On pensions for life, following a change of policy in 2000, widows and widowers whose spouses died for reasons associated with service life have been able to retain their pensions on remarriage or cohabitation. However, the change was extended only to those individuals who had not already remarried or cohabited; it was not made retrospective. The change made in 2000 was exceptional and for a very special group of war widows; it was not extended to widows or widowers whose spouses had died for reasons unrelated to service. The one-off cost of buying back the liability to restore the attributable pensions of those who remarried before the change would be about £40 million. The future cost of providing pensions for life for non-attributable widows and widowers would be £14 million a year, with retrospective costs of £460 million for the armed forces scheme, and of some £3 billion if applied to the rest of the public sector.

On post-retirement marriages, the Social Security Act 1975 required occupational pension schemes to introduce pensions for widows who married their husbands after they had retired from the service. Provision was made in AFPS 75 to comply with the Act, but only widows whose husbands gave service after April 1978 benefited, and only service after that date was used when calculating the level of pension. For widowers, the change was not introduced until April 1989, and then only for service from that date. The one-off cost of extending the entitlement to all current and deferred AFPS pensioners is estimated at £50 million; the cost across all public service schemes would of course be much greater.

On the one-third rate and half-rate changes, until 1973 the widow of a retired serviceman was entitled to a pension equal to one third of that of her late husband. As a result of the Social Security Act 1973, this was increased to one half from April 1973, but only for service from that date. An opportunity was given to serving personnel to make direct contributions in order to buy in former service at the half rate.
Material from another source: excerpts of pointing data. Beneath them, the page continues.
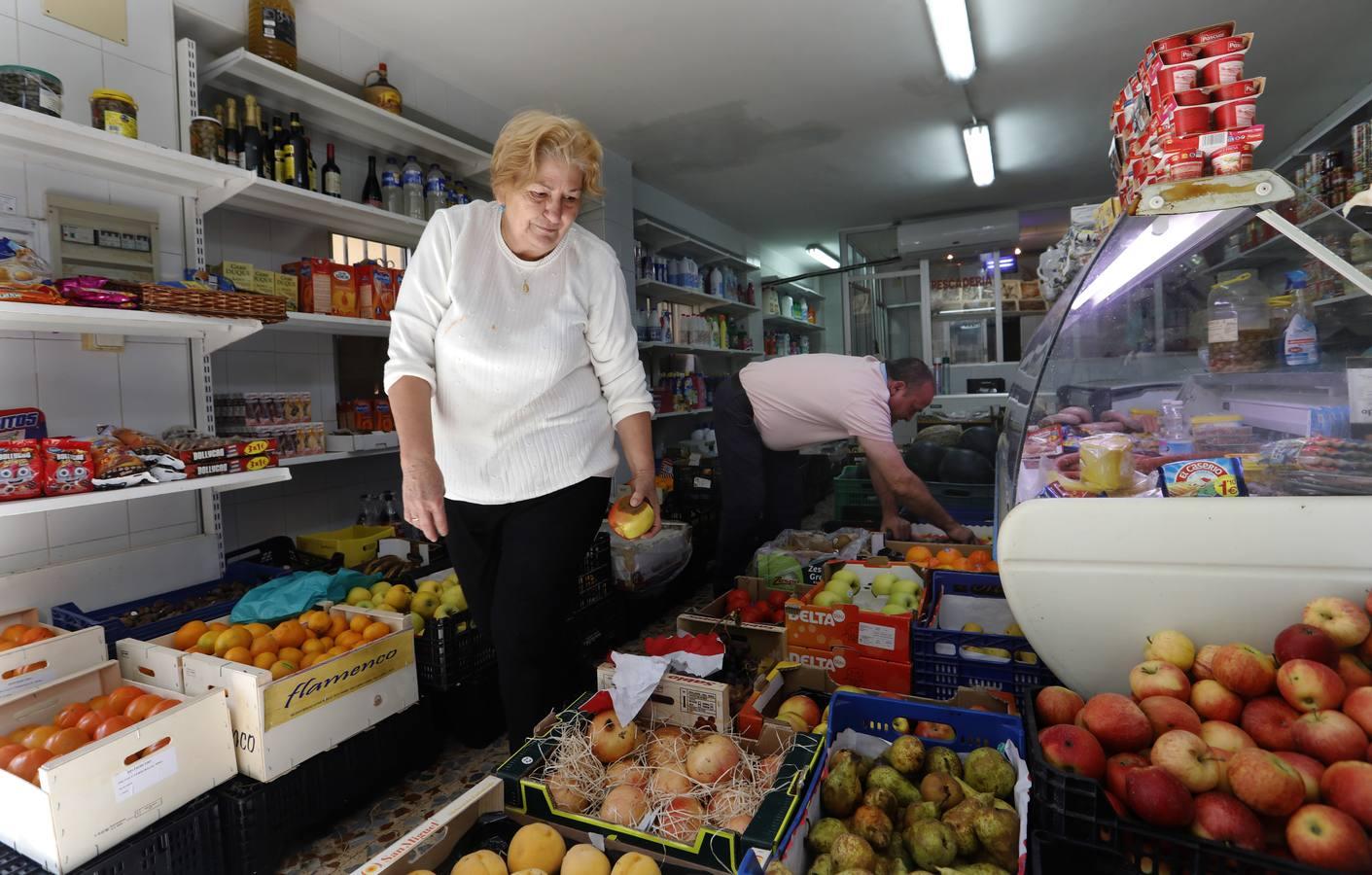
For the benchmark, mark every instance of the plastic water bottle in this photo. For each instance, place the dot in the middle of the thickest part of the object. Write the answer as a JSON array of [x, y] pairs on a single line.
[[435, 191], [412, 184], [391, 195]]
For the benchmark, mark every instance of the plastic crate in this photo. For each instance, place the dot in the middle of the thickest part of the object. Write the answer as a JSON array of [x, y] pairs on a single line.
[[1074, 815], [940, 663], [67, 616]]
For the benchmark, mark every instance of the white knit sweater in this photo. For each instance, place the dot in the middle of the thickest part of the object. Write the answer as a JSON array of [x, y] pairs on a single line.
[[527, 384]]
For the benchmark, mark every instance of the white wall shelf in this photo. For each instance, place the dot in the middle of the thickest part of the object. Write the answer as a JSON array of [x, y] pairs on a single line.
[[214, 332], [340, 114], [53, 142], [102, 497], [277, 200]]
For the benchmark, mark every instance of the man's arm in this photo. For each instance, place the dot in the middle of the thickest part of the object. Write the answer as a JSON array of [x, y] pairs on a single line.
[[884, 461]]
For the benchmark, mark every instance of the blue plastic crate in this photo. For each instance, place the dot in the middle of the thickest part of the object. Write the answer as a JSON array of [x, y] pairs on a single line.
[[937, 656], [70, 617]]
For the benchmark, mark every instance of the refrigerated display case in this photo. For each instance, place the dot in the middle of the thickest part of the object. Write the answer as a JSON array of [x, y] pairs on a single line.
[[1172, 346]]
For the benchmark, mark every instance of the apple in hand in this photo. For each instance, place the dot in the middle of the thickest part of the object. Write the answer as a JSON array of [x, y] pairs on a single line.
[[1158, 678], [1271, 723], [1346, 623], [1265, 782], [1328, 737], [1212, 701], [1157, 797], [1187, 757], [1055, 705], [630, 523], [1309, 686], [1324, 837], [1167, 714], [1302, 641], [1225, 819], [1073, 751], [1245, 670]]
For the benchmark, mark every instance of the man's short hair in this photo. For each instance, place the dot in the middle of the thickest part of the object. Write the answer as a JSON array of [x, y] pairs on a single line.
[[908, 370]]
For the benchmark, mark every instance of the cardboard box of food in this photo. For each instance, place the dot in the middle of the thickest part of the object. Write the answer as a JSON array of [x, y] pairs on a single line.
[[859, 625], [49, 658], [107, 790], [277, 724]]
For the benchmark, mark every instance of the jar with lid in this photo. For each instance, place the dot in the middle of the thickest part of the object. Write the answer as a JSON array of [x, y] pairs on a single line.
[[114, 111], [1239, 328], [30, 88]]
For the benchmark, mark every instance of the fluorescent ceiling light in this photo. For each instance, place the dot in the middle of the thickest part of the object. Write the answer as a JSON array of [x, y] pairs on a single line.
[[822, 256], [975, 139], [952, 33]]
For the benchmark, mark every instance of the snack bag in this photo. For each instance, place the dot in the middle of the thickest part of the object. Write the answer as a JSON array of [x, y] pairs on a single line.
[[20, 470], [67, 467]]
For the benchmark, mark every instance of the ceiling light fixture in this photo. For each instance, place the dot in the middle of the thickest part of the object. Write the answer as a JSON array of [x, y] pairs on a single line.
[[952, 34], [975, 139], [822, 256]]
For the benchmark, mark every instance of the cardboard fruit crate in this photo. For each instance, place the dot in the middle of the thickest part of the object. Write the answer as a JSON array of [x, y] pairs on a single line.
[[107, 790], [280, 723], [863, 630], [32, 665]]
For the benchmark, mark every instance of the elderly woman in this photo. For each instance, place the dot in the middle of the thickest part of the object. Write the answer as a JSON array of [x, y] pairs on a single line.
[[512, 365]]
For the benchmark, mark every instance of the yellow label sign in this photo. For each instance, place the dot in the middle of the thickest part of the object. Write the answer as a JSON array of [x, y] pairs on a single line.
[[298, 694]]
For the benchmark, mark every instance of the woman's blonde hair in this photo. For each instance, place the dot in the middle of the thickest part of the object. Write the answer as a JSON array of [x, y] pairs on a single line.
[[533, 136]]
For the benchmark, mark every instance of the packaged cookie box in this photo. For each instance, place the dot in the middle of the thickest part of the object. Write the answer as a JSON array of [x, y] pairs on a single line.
[[49, 654], [106, 790]]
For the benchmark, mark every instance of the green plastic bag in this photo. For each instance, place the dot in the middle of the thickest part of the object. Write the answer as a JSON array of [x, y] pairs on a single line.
[[297, 593]]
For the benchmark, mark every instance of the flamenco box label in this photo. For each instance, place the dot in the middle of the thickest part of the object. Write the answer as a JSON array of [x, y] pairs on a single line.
[[281, 723]]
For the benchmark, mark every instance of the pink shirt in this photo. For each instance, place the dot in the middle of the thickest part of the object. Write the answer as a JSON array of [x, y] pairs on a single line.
[[807, 400]]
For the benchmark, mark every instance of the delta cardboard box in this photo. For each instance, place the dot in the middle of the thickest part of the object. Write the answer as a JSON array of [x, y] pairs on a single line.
[[104, 791], [42, 661], [859, 625], [792, 679], [277, 724], [760, 640], [526, 793]]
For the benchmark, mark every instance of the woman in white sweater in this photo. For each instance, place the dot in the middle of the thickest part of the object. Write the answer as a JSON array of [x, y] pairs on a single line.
[[512, 365]]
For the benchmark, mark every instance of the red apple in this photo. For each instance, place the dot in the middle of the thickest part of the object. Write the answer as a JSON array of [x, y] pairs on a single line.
[[1346, 623], [1358, 705], [1348, 787], [1157, 797], [1245, 670], [1117, 723], [1311, 772], [1212, 701], [1073, 751], [1325, 837], [1225, 819], [1224, 735], [1305, 642], [1118, 767], [1354, 672], [1269, 720], [1187, 757], [1055, 705], [1204, 667], [1265, 782], [1309, 686], [1158, 678], [1328, 737]]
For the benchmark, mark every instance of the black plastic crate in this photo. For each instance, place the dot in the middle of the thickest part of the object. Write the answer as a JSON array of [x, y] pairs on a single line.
[[1073, 812], [186, 841]]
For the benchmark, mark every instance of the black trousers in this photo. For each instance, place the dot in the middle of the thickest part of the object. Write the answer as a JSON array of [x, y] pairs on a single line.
[[760, 488], [519, 565]]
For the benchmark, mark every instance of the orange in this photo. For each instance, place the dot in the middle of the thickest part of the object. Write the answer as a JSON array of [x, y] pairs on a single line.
[[239, 654], [290, 633], [189, 634]]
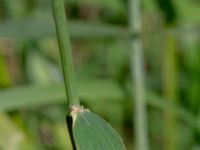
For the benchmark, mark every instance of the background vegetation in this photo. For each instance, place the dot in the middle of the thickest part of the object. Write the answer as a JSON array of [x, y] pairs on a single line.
[[32, 98]]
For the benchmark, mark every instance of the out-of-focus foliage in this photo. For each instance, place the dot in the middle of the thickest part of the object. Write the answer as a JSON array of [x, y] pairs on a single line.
[[32, 103]]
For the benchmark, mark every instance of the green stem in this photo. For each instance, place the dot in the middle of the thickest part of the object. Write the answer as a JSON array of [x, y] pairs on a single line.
[[65, 51], [138, 76]]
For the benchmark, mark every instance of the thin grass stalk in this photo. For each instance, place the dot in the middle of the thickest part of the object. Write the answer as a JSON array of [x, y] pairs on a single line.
[[170, 91], [138, 76], [65, 51]]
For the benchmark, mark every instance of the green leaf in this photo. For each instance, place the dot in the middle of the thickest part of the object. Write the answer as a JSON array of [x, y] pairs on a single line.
[[92, 132]]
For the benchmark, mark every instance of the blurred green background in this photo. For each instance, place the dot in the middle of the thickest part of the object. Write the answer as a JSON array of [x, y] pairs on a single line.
[[32, 97]]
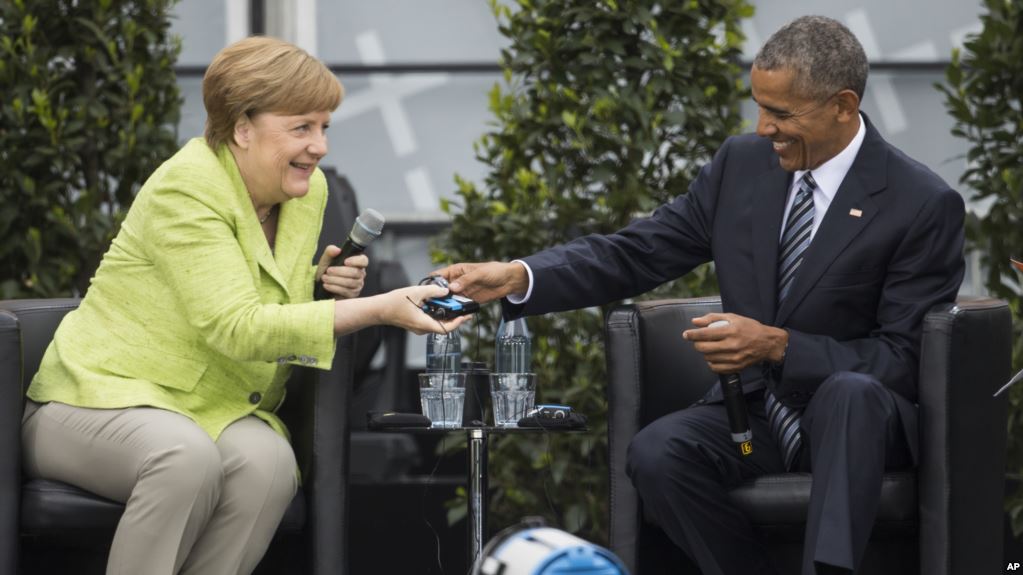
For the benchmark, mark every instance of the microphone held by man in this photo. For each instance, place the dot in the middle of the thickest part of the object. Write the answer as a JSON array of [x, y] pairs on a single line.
[[735, 405]]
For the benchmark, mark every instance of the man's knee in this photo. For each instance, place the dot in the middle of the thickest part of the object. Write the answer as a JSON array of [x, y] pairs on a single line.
[[852, 396], [661, 446], [849, 387], [261, 470]]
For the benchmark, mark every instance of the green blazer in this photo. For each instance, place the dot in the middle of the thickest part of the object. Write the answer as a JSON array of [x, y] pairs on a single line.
[[189, 310]]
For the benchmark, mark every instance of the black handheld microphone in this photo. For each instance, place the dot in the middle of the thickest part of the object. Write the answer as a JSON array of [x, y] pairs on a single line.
[[367, 227], [735, 406]]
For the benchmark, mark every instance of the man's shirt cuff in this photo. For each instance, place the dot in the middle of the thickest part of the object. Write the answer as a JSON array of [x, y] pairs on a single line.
[[519, 299]]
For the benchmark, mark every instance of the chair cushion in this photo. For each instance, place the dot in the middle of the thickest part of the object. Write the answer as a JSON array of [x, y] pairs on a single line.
[[781, 500], [51, 506]]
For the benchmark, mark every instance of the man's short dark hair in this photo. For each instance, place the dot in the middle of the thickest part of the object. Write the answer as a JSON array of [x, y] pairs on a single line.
[[824, 54]]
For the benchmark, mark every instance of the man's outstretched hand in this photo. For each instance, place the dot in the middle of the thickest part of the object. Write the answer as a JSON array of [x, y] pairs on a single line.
[[487, 281]]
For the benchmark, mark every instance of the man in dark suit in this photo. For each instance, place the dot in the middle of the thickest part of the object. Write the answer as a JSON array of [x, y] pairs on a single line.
[[830, 246]]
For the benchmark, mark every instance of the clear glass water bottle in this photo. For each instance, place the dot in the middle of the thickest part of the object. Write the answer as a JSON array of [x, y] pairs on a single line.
[[514, 349], [443, 352]]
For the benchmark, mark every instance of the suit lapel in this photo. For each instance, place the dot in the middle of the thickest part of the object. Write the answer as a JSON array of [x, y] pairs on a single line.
[[768, 207], [251, 235], [293, 232], [849, 213]]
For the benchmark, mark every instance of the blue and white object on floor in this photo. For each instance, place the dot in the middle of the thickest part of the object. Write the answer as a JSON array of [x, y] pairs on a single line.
[[544, 550]]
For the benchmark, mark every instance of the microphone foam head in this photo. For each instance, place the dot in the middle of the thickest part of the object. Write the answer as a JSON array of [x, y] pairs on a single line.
[[367, 226]]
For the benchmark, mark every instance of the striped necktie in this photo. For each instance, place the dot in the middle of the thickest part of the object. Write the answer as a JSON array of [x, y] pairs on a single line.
[[784, 419]]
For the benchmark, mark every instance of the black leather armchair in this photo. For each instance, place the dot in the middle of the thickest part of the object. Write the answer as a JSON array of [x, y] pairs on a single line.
[[315, 412], [943, 519]]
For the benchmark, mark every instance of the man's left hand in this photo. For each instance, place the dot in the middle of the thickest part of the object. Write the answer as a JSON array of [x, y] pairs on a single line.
[[731, 348]]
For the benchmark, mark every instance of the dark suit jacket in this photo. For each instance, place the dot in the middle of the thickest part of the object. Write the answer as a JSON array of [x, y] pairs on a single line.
[[865, 280]]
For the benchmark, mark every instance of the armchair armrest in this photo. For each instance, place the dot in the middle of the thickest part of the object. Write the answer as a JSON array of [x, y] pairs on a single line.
[[650, 373], [26, 328], [965, 357], [10, 439]]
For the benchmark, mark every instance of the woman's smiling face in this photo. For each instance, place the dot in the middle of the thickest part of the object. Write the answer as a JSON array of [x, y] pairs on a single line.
[[280, 152]]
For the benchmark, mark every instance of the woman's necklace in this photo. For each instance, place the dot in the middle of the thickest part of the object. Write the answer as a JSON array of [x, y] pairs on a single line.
[[267, 216]]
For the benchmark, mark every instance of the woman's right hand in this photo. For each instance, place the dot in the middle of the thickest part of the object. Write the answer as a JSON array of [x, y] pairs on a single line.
[[404, 310]]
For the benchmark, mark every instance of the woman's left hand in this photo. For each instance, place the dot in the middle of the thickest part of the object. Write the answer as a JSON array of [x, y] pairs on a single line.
[[344, 281]]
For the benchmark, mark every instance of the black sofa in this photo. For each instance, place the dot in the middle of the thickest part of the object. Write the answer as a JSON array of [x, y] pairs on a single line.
[[943, 519]]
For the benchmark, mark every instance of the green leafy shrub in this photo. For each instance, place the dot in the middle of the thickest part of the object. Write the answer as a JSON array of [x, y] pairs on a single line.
[[88, 108], [608, 108], [984, 95]]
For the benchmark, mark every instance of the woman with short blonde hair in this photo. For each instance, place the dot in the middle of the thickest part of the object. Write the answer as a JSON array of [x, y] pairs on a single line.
[[161, 390]]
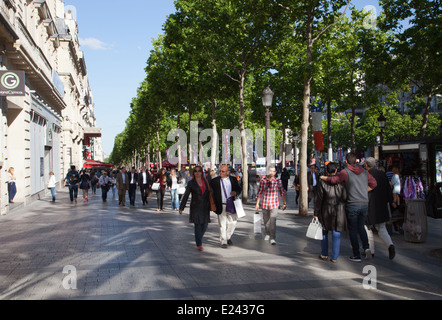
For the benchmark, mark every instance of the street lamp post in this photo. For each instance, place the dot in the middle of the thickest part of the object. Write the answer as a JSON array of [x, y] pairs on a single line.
[[381, 123], [267, 99]]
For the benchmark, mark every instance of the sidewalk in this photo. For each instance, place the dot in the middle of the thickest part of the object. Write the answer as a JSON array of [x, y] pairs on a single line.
[[137, 253]]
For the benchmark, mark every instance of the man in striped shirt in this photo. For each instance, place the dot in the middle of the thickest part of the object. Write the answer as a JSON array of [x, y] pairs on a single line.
[[269, 190]]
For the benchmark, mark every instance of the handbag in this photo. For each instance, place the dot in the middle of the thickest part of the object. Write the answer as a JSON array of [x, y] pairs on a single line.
[[239, 208], [230, 203], [156, 186], [314, 230]]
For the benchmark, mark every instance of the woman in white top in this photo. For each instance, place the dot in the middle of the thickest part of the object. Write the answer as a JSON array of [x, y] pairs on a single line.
[[12, 188], [172, 183], [51, 185]]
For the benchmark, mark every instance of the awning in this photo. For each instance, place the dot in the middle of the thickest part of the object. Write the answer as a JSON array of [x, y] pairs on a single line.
[[93, 164], [92, 132]]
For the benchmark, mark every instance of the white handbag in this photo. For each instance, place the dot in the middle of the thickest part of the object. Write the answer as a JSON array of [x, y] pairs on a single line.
[[239, 208], [314, 230], [156, 186]]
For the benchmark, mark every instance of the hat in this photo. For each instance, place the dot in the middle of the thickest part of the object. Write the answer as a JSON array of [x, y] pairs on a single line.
[[371, 162]]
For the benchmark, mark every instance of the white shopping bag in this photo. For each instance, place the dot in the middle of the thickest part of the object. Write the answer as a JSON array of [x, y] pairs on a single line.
[[239, 208], [314, 230], [257, 222]]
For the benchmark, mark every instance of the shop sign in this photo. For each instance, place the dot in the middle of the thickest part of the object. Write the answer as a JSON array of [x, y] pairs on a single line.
[[12, 83]]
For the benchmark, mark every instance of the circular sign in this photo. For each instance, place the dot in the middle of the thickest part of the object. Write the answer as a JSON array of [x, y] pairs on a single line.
[[10, 80]]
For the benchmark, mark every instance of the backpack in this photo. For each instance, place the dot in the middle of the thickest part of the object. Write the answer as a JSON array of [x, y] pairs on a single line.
[[74, 178]]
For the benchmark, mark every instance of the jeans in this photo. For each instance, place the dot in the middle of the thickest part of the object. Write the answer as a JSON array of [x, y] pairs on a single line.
[[336, 244], [73, 191], [175, 199], [200, 230], [53, 193], [356, 216]]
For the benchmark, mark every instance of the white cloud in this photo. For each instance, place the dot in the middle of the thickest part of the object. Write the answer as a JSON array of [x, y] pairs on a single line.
[[93, 44]]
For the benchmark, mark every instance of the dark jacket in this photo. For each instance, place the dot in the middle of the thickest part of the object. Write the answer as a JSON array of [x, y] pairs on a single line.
[[330, 206], [217, 188], [379, 199], [199, 203]]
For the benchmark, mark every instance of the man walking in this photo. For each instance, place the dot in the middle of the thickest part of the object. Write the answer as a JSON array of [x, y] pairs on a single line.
[[378, 208], [72, 179], [122, 186], [225, 186], [133, 181], [358, 183], [269, 190], [144, 181]]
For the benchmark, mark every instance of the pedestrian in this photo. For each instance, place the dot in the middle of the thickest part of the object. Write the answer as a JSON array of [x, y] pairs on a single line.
[[162, 180], [12, 187], [72, 180], [133, 181], [85, 184], [285, 177], [199, 205], [122, 186], [330, 211], [105, 183], [51, 185], [252, 180], [225, 186], [357, 182], [396, 185], [172, 184], [113, 183], [269, 190], [378, 208], [144, 182], [312, 179]]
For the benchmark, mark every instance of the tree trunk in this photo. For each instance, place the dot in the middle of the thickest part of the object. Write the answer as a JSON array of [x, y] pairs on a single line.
[[213, 159], [425, 116], [303, 199], [244, 167]]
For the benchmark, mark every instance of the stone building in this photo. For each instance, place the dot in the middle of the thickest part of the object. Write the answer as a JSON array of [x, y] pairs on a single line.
[[46, 127]]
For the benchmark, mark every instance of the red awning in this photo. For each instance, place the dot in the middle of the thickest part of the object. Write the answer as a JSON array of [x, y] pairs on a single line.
[[93, 164]]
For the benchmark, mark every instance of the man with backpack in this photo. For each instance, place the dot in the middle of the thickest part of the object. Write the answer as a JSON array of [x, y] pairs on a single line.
[[72, 179]]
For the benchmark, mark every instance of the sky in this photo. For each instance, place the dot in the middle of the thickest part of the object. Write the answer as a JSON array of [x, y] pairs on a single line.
[[116, 38]]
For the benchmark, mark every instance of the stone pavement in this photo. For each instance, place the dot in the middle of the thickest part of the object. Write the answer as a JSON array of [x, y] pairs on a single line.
[[136, 253]]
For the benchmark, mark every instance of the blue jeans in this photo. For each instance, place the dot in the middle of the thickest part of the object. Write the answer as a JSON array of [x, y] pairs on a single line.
[[175, 199], [336, 244], [73, 191], [356, 216]]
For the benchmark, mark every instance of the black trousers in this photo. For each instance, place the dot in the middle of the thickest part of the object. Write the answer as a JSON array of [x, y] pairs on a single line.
[[132, 190]]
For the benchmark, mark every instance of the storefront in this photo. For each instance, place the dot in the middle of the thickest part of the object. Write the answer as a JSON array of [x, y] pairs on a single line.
[[415, 158]]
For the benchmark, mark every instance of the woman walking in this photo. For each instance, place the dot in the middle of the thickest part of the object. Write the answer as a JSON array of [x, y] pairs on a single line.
[[85, 184], [51, 185], [199, 204], [162, 180], [330, 210], [173, 183], [12, 188]]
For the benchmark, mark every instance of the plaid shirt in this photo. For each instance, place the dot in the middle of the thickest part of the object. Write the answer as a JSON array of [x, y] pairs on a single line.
[[269, 192]]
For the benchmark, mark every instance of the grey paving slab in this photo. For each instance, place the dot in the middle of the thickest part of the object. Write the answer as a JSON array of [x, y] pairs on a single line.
[[136, 253]]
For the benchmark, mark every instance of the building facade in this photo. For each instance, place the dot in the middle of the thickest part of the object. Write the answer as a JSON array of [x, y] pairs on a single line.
[[48, 127]]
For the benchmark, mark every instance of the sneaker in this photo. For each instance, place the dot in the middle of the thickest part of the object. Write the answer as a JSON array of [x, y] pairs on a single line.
[[368, 254], [391, 252]]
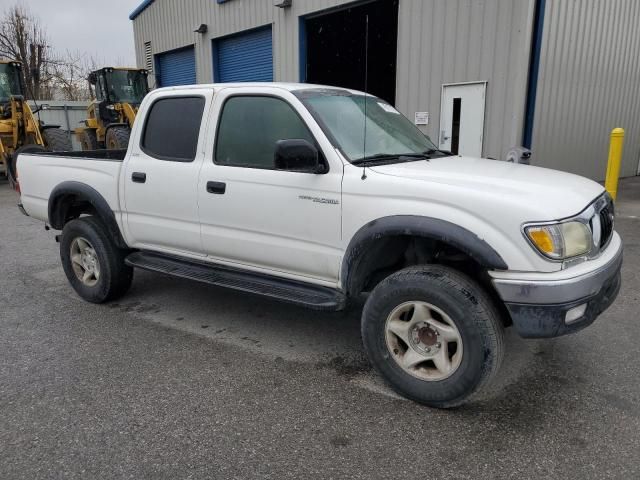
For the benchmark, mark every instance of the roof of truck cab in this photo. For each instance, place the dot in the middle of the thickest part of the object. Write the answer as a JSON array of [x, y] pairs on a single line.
[[291, 87]]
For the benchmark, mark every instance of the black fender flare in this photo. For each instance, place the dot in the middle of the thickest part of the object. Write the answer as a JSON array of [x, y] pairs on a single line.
[[412, 225], [80, 191]]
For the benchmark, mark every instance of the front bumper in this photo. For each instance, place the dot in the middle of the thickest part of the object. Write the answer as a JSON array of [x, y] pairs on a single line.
[[539, 305]]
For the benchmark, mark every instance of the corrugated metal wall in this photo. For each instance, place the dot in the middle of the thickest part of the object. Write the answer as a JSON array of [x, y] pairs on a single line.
[[439, 42], [457, 41], [589, 83], [169, 24]]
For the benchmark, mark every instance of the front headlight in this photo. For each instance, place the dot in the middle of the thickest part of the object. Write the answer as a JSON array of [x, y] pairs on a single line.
[[561, 240]]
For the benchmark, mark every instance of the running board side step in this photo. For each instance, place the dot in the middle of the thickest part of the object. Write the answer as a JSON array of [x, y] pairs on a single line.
[[310, 296]]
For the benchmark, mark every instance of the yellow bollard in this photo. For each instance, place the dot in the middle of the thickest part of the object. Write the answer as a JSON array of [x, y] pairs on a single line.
[[615, 158]]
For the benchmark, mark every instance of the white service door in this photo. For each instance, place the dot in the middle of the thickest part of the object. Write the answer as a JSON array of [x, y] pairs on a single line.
[[462, 118]]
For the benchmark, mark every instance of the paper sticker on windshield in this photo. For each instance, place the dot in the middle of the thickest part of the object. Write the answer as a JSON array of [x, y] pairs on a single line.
[[388, 108]]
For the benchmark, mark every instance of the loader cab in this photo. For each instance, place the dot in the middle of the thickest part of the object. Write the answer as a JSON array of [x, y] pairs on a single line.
[[117, 86]]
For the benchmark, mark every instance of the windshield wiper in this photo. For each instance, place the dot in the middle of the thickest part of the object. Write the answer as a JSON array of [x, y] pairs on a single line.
[[386, 157], [431, 151]]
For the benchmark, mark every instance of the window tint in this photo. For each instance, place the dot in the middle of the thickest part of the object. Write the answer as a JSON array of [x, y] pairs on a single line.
[[172, 127], [250, 127]]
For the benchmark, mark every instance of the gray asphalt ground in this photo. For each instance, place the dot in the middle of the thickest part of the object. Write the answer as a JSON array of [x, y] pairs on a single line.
[[182, 380]]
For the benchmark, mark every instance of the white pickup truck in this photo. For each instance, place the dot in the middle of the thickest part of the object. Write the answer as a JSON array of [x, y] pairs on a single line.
[[319, 195]]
It would cost up to £30 million a year to change all pre-1973 armed forces widows’ pensions to half rate, and the cost across all public service schemes would of course be much greater. I should add that, having given the option for members of the armed forces serving on or after 31 March 1973 to buy in their previous service if they wished, it would be unfair to extend the half-rate pension to widows whose husbands had not contributed financially towards the improvement.

Naturally, many issues associated with widows’ pensions and forces pensions in general revolve around the retrospection policy that Governments have continuously stuck to over the years. The Government are of course very aware of the strength of the feeling among ex-service personnel and dependants who have not benefited from improvements to pension provision. However, legal principles dictate that members’ entitlements are generally calculated according to pension rules in force at the date of their retirement. It is a policy principle of public service pensions, upheld by successive Governments, that improvements to pension schemes are not made retrospective.

I ask the hon. Member for Newark to take into account the fact that the AFPS 75 legacy issues do not affect only the armed forces, but are common to all public service schemes. Where legacy issues are common across public sector schemes, a retrospective change implemented for the armed forces would certainly result in pressure from others for similar treatment. To concede retrospection to one group would place great pressure on other public sector—

It being half-past Two o’clock, the debate stood adjourned.

Debate to be resumed on Friday 22 February.